Naheed Nenshi s’est fait huer alors qu’il voulait parler en français enfin d’envoyer un message au premier ministre du Québec, François Legault, le 17 décembre 2018. (Crédit photo : CBC/Mike Symington)

Le maire de Calgary s’est fait huer lorsqu’il a voulu parler en français

Share

Naheed Nenshi s’est fait huer lundi lorsqu’il a voulu parler en français enfin d’envoyer un message au premier ministre du Québec, François Legault. Les gens n’ont visiblement pas apprécié les tentatives du maire de Calgary.

« Je vais dire quelques mots en français », a déclaré Naheed Nenshi. Mais la foule en colère pro-industrie pétrolière, composée d’environ 2700 personnes, l’a interrompu en le huant ouvertement. L’homme a ensuite tenté de s’expliquer.

« Si vous voulez que quelqu’un vous écoute, vous devez parler sa langue », a-t-il ajouté.

Le maire de Calgary, Naheed Nenshi, a été hué lorsqu'il a voulu prononcer quelques mots en français, à l’intention du premier ministre du Québec, François Legault, lors d’un rassemblement propétrole. Après avoir invité la foule présente devant l'hôtel de ville à faire preuve d'un peu de tact, le maire a pu finalement livrer son message.

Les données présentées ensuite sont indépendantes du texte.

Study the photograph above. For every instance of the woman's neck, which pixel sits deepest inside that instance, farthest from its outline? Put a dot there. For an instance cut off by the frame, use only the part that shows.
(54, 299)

Les relations entre l’Alberta et le Québec ne sont pas au beau fixe depuis que François Legault a déclaré qu’il n’était pas du tout gêné de refuser de l’énergie sale. Accusé par la classe politique albertaine, le premier ministre s’est défendu mardi devant les médias en affirmant qu’il n’y a pas « d’acceptabilité sociale pour des projets d’oléoducs au Québec ». En 2017, la compagnie TransCanada avait d’ailleurs fini par abandonner son controversé projet Énergie Est.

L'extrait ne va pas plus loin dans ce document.